The Wall Street Journal's Kris Hudson takes a deep dive into the debt load of the nation's eighth-largest builder, as Hovnanian Enterprises tangles with $467 million in loans coming due through 2017.

What's worse, the firm--whose share price has dropped 44% in the last year--isn't sure how it's going to repay it. It's a lingering hangover from the Great Recession, one that helped the firm avoid bankruptcy, which is now looking like a Pyrrhic victory:

Analysts and investors are eyeing Hovnanian’s next big debt payment—$173 million of bonds coming due Jan. 15—to see whether the builder can refinance or face the less-palatable options of dipping into its cash or selling land to partners to retire the bonds.

On a Sept. 9 conference call with investors to discuss Hovnanian’s quarterly results, the builder’s executives took the unusual step of outlining how the builder can sell or mortgage land or sell and lease back its model homes to raise additional cash.

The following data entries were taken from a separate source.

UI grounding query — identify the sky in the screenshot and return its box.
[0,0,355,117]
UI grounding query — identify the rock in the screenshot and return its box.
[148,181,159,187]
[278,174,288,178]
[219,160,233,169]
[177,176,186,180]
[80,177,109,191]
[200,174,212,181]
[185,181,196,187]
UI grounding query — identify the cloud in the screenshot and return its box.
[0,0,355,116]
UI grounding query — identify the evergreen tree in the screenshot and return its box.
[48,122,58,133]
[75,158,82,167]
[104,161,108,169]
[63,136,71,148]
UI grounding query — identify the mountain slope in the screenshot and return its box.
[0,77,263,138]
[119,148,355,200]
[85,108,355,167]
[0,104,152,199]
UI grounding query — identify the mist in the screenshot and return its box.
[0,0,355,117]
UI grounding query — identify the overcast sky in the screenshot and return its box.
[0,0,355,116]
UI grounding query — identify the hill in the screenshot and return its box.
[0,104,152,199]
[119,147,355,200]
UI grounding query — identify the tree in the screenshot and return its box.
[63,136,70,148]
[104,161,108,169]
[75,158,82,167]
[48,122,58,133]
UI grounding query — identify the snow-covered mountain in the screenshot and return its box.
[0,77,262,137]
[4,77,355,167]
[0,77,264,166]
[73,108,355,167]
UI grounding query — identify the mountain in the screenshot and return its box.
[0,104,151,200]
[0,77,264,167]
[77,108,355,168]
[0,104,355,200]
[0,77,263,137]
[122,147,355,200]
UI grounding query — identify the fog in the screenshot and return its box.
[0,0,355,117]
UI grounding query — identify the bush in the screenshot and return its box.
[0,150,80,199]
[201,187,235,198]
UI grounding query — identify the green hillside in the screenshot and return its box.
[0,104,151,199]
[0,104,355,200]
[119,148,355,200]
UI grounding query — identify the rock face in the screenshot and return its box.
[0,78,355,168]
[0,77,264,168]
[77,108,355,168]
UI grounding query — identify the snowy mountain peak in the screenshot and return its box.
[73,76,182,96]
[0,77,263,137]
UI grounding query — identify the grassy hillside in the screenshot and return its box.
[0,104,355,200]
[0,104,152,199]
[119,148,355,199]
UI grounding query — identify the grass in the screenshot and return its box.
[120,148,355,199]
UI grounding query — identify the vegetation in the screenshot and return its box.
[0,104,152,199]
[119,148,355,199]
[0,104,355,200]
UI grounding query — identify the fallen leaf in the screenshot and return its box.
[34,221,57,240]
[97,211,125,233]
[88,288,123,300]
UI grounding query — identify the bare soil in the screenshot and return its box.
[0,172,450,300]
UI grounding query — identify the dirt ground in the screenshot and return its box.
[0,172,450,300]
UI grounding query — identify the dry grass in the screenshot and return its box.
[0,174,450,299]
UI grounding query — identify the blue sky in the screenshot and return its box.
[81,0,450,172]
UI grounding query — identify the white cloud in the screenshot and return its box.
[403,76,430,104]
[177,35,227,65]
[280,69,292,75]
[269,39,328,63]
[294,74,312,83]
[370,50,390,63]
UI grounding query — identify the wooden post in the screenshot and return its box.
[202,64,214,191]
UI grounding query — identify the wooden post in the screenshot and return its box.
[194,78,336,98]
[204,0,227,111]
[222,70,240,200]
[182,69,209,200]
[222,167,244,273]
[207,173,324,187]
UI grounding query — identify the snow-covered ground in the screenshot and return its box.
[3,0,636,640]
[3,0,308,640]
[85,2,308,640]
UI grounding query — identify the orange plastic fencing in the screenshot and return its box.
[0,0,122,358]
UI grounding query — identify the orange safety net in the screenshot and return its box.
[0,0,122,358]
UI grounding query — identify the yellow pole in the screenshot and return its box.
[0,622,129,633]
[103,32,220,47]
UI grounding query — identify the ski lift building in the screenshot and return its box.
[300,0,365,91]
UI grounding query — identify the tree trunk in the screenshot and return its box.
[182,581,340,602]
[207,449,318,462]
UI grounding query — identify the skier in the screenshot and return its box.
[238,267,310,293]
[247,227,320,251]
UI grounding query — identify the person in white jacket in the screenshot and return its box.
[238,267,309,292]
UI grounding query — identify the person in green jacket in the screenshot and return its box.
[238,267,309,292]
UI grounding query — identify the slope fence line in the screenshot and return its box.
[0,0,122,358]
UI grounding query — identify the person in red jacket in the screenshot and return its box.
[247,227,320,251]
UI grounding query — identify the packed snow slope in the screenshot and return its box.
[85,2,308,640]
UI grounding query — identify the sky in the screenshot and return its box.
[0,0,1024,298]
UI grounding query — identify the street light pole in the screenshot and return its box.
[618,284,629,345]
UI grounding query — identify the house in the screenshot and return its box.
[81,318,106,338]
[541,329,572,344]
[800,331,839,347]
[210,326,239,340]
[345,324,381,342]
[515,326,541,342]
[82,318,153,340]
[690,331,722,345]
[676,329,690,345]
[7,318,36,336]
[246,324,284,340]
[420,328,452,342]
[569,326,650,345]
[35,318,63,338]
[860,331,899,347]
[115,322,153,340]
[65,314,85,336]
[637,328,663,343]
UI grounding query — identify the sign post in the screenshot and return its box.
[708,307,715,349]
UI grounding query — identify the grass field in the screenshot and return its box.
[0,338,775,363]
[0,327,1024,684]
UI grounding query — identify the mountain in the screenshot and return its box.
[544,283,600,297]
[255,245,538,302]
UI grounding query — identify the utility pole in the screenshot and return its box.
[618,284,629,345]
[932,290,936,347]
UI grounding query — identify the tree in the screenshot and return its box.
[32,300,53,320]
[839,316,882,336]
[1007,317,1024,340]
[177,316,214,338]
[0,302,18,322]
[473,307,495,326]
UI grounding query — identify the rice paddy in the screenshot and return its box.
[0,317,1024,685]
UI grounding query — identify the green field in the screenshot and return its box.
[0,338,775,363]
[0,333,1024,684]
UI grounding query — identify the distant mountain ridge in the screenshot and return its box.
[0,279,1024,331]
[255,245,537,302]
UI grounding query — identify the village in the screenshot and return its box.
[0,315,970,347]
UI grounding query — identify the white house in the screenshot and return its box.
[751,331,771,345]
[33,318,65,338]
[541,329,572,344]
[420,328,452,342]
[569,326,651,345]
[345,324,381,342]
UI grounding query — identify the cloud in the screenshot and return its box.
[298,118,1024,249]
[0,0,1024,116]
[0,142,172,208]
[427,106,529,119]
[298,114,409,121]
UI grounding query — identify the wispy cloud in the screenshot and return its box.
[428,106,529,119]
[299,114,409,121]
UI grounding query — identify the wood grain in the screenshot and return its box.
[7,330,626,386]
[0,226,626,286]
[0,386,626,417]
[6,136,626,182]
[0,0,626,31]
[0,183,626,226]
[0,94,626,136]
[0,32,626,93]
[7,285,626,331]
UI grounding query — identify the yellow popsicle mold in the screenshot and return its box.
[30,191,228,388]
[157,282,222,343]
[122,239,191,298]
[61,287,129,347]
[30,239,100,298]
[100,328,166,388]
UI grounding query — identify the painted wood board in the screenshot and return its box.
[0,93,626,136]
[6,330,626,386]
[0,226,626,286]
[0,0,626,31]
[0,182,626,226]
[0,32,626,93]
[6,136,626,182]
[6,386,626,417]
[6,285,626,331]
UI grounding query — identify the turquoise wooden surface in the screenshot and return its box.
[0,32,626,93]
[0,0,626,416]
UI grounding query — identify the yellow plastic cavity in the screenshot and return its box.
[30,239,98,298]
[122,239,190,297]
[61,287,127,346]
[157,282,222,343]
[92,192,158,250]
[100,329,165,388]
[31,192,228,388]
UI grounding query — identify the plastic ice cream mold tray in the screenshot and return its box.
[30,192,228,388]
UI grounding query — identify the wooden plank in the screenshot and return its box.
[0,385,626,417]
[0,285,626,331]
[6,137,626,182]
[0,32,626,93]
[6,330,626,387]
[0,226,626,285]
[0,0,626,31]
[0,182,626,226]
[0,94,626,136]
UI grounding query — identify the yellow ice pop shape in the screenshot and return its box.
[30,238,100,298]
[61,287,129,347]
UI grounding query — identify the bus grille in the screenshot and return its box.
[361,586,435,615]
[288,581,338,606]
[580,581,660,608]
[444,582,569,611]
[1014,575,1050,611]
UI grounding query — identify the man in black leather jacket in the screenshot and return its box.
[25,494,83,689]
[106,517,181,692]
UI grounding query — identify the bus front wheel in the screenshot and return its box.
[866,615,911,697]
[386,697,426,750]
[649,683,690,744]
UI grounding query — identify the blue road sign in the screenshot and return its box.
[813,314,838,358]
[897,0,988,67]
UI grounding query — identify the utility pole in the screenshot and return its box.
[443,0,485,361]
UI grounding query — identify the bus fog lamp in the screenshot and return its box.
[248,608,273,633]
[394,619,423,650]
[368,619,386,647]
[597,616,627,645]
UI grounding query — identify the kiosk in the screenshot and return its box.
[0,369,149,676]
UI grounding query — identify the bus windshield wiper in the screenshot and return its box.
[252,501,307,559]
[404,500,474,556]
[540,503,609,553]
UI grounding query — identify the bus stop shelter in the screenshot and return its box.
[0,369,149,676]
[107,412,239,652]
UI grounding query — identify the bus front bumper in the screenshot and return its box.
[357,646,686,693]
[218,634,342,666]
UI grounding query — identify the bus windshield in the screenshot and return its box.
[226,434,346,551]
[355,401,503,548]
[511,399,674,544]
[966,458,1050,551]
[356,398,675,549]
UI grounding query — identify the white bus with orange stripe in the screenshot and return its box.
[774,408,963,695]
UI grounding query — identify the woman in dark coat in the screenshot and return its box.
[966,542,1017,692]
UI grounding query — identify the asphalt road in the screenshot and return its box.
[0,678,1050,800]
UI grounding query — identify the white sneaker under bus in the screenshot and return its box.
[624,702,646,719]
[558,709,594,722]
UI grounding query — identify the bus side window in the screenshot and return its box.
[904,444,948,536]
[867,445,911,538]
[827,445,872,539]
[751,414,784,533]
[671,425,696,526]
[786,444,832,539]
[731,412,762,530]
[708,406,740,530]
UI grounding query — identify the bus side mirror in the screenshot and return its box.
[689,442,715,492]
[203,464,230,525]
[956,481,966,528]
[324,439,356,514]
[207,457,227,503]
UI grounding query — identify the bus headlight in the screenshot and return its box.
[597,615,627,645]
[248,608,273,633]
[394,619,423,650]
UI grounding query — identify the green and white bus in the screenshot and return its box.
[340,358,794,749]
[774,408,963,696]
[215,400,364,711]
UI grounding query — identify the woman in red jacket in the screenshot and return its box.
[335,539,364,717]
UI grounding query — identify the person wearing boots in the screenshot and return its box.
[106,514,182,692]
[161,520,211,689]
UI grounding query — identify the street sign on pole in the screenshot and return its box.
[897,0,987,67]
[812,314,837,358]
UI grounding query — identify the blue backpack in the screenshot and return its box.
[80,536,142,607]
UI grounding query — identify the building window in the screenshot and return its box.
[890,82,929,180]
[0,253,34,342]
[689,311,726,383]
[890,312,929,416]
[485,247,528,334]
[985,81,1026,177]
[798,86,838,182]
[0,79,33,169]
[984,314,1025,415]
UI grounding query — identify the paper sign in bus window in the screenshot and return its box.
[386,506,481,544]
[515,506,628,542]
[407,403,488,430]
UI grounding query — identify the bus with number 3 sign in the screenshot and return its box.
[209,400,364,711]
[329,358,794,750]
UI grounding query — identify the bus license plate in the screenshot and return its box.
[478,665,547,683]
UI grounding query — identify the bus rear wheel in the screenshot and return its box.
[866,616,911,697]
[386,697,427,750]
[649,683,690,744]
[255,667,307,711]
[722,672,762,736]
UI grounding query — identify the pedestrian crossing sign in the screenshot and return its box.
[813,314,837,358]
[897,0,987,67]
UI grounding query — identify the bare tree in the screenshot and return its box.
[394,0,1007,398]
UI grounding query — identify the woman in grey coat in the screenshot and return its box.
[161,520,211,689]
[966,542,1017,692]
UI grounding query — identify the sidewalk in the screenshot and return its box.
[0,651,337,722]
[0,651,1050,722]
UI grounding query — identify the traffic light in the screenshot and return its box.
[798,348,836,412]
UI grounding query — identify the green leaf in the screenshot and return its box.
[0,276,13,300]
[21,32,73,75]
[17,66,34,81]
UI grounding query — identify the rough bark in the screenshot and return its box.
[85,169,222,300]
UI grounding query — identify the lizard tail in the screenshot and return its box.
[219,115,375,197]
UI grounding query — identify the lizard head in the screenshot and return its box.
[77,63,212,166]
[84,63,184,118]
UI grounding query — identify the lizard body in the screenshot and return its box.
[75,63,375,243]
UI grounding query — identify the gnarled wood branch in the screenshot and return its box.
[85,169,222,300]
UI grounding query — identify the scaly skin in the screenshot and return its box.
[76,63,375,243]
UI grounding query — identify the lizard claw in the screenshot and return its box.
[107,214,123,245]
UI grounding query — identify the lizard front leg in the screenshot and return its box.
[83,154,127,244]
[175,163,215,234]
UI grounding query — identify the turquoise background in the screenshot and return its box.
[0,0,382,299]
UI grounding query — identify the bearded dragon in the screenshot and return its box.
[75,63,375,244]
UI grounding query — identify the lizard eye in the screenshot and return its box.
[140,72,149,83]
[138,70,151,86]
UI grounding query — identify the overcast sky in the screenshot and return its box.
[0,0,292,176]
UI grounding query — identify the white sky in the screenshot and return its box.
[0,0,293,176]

Hovnanian was aggressive during the last upturn, buying 19 smaller builders from 1999 to 2006, which added to its $2.1 billion debt load:

Making those deals at peak prices haunted Hovnanian as property values rapidly fell. Since 2006, the builder has written off more than $2.7 billion, much of it from those peak-market deals.

Meanwhile, Hovnanian’s crushing debt and scant equity kept it from buying cheap land in the early years of the housing market’s recovery of 2011 through 2013, which has since hindered its profit margins.